Who would have thought that Indian sailors, who had fought under the British Flag for six years, would suddenly decide to give up the ghost and lay down their arms? I watched them myself, utterly stupefied, as they marched past me, and it was only the following morning that I came to know that they had revolted - the first such revolt after 1857 - and would not return to barracks again. The British then realised that their time was up and, if they did not leave India on their own, their goose would be cooked, and they would have another 1857 on their hands.

Revolutions have a habit of creeping upon you when you least expect them. Just as you need only two matches to strike a five, two men, or women, can start a revolution. In Tunisia, the revolt was triggered by a vegetable seller - a bhajiwala - whose cart was seized by a police woman because she wanted to stop all traffic for a bada saab who was expected to pass that way. The man was so enraged he set himself on fire and that is how it all began.

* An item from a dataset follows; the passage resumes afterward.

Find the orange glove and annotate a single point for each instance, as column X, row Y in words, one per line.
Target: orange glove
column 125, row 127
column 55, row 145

This country is ripe for a revolution. What shape it will take, I do not know, just as Hosni Mubarak did not know, until he saw the writing on the wall, that his time was up. Of course, we are supposed to be a democracy, and revolts do not take place in a democracy. Go and tell that to the next farmer preparing for suicide because he has lost everything, and to the family whose small piece of land has been stolen by a local babu. And you still think there is not going to be a revolution?